31ª Pelas razões já expostas, no que respeita às circunstâncias que não integram o tipo e que depõem a favor ou contra o arguido, há que afastar as seguintes, que constam da sentença em crise: grau de ilicitude acima da média; modo de execução: a faca “funcionou simultaneamente como instrumento cortante e perfurante”; relacionamento afetivo desestruturado; extrema conflitualidade e violência” que marcou esse relacionamento afetivo; e postura provocatória e rebelde na audiência de julgamento.

32ª Há, sim, que considerar o que figura na matéria de facto dada como provada e que se enquadram nomeadamente nas elencadas no nº 2 do artigo 71º do CP.

33ª O grau de ilicitude há-de ter-se por moderado, conforme anteriormente exposto.

34ª O modo de execução não depõe contra o arguido. Tudo decorreu no âmbito de um confronto físico com a infeliz vítima.
35ª A intensidade do dolo situa-se no seu mais elevado patamar, conforme se afirma na douta sentença recorrida.

36ª Relativamente aos motivos, estão obviamente em conexão com o confronto físico entre arguido e vítima.

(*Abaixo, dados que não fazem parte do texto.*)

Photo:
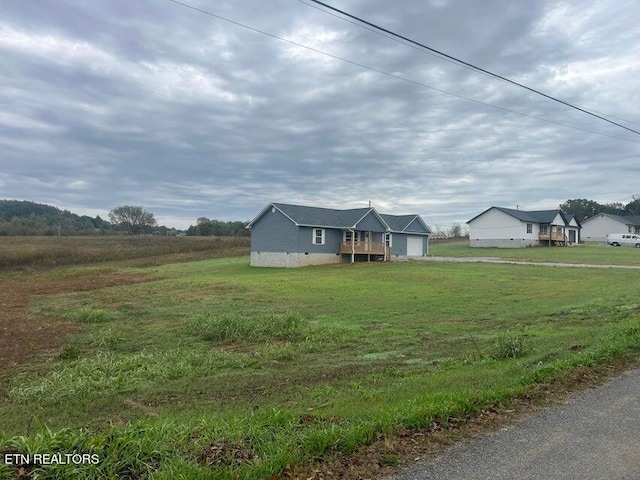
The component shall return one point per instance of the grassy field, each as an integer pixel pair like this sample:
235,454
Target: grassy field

37ª Das condições pessoais do arguido, retiram-se as várias ilações constantes da douta sentença: capacidade de trabalho, experiências de emigração, diversas atividades profissionais, dedicação e empenho quanto aa filha, referenciação como pessoa extrovertida e com facilidade em socializar,

38ª A medida da culpa não permite que a pena ultrapasse os 14 anos de prisão.

39ª As necessidades de prevenção geral não tornam lícito elevar o limite mínimo resultante da moldura abstrata do tipo: 8 anos.

40ª As intensas exigências de prevenção geral associadas a um conjunto de circunstâncias que pesam mais a favor do arguido do que contra ele, levam a que a pena concreta se fixe em medida não superior a 9 anos e 6 meses de prisão.

41ª Os artigos 40º, 71º e 131º do Código Penal implicam uma condenação a pena não superior a 9 anos e 6 meses de prisão.

42ª Condenando o arguido a 14 anos e 6 meses de prisão, o tribunal a quo violou o disposto nesses preceitos legais.



43ª Nestes termos,
deve ser revogada a decisão recorrida, sendo o arguido condenado a pena não superior a 9 anos e 6 meses de prisão.



Nos termos do nº 5 do artigo 411º do CPP, o recorrente requer a realização de audiência, tendo em vista debater os pontos enunciados acima com as epígrafes:
- Grau de ilicitude acima da média
- Apuramento do grau de ilicitude
- Modo de execução
- Relatório social
- Relacionamento afetivo desestruturado
- Extrema conflitualidade e violência
- Postura provocatória e rebelde na audiência de julgamento
- Medida concreta da pena
- Culpa do arguido
- Exigências de prevenção geral
- Prevenção especial
- Circunstâncias que depõem a favor ou contra o arguido
- Medida concreta da pena.


Vão as cópias (nº 6 do artigo 411º do CPP).